Multiple thread inference on one gpu can NOT fully utilise the gpu

I’m doing reinforcement learning with c++ frontend on one rtx4090D GPU. I opend mutiple thread and assign a stream to each, and then do inference with single module. The functun work well, but has some performance issue.
1 With very high thread number ,the throughput and gpu utilization decrease.
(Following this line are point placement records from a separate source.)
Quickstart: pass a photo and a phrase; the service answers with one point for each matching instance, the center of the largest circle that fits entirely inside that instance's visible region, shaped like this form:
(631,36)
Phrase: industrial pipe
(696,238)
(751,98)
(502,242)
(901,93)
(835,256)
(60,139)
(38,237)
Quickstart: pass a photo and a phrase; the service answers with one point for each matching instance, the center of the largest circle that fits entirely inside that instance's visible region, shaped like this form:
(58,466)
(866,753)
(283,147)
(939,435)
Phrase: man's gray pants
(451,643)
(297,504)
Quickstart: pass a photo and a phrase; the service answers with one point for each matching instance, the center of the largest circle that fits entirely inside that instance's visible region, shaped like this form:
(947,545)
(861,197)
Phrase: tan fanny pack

The best thread number on my env is 4. But still just ultilise 50% of gpu.
2 If 2 processes with 4 thread each are lauched ,the gpu ultilization rate can be 100%, and throughput is doubled.

Seems the mutiple thread way is blocked some where?

I finally find it was block in lstm foward in get_dropout_state on a static varable:

static std::vector dropout_state_cache{
static_cast<size_t>(cuda::getNumGPUs())};

And the related comments says:

// Every time we use a dropout state, we need to synchronize with its event,
// to make sure all previous uses finish running before this one starts. Once
// we’re done, we record the event to allow others to synchronize with this
// kernel. Those events are really needed only for inter-stream sync on a
// single GPU. I doubt anyone will want to run cuDNN RNNs in parallel on a
// single GPU, so they should end up being complete no-ops.

In fact lstm forwad doesn’t need a DropoutState, but it still mutex lock on it.
It turn out c++ mutiple thread on single device is not well supported here.